Spotykani na ulicach Oslo mieszkańcy nie wydają się być szczególnie swobodni. Może wtedy gdy jadą rowerem do ulubionego klubu fitness. Dobrze ubrani i swobodni w zachowaniu, młodzi i starzy preferują ubiór sportowy, dający możliwość szybkiego przemieszczania się po mieście. Wśród tłumu wyróżniają się ubrani w jasne bądź granatowe garnitury młodzi mężczyźni. Z telefonem przy uchu dynamicznym, sprężystym krokiem przemieszczają się między jednym a drugim spotkaniem. Na ulicach Oslo niewielu jest niepełnosprawnych, żebrzących. Ci zazwyczaj gromadzą się przy głównych i ruchliwych traktach, przy wyjściu z dworca. Nie są nachalni czy agresywni, ale spokojnie, z nutą nordyckiej flegmy wyciągają jednorazowe kubki. Rzadko kiedy ląduje w nich więcej jak pięć, dziesięć koron.
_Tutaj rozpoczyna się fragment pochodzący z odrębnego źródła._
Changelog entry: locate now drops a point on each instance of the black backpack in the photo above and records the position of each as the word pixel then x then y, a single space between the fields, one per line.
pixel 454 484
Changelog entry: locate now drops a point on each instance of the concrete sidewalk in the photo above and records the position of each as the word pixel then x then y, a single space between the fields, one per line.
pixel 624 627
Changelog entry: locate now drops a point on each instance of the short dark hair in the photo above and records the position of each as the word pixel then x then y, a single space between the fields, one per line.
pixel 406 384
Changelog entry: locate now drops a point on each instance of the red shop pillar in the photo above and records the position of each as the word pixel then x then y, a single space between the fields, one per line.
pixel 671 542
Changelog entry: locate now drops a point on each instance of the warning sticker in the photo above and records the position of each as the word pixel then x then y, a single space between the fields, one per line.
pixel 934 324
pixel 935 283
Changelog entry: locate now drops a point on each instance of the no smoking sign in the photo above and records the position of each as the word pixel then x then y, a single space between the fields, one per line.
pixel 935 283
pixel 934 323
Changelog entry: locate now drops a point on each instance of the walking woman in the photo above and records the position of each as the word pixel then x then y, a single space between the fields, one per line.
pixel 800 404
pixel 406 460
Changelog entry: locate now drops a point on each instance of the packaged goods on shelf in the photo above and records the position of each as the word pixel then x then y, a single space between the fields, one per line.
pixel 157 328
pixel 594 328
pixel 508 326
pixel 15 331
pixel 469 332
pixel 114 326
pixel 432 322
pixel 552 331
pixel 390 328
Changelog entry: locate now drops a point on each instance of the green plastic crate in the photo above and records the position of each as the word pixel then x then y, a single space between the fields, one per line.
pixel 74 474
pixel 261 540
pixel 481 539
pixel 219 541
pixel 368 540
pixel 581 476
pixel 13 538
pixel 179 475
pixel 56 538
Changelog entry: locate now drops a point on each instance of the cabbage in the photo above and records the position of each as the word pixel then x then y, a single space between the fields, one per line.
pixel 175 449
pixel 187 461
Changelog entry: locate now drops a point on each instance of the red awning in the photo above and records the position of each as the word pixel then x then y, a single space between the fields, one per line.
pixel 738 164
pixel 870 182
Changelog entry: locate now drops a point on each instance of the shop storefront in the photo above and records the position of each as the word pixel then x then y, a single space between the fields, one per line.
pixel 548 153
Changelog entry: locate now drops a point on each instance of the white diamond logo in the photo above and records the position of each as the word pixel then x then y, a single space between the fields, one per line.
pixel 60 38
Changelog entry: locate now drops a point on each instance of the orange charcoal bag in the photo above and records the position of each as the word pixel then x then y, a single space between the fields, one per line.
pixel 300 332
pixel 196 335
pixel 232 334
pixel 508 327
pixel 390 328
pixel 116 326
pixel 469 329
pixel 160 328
Niemało mieszkańców Oslo to przybysze z innych stron świata, Dalekiego Wschodu, Europy Wschodniej, Afryki. Stanowią interesującą mieszankę społeczną, która asymiluje się lub próbuje się asymilować. Wykonują prace najprostsze: sprzątają ulice, dworce, pokoje hotelowe, obsługują taksówki. Rzadko natomiast zatrudniani się przy cięższych pracach fizycznych. Tu dominują Polacy, Ukraińcy, Białorusini, którym nie poszczęściło się w kraju lub poszukują dla siebie nowego, lepszego miejsca.
Viola i Justyna chłoną nowe obrazy, ciesząc swój wzrok i słuch melodią dostatniego Oslo. Staramy się przede wszystkim wędrować, ciesząc się każdą pogodną chwilą. W Norwegii sierpień zazwyczaj jest deszczowy i chłodny, a myśmy trafili na prawdziwie upalne lato, które wobec rodzimej kanikuły jest rześkie. Wieczorem rozmawiamy o ostatnim dniu spędzonym w Oslo. Postanawiamy powłóczyć się po nabrzeżu, o ile pozwoli na to pogoda.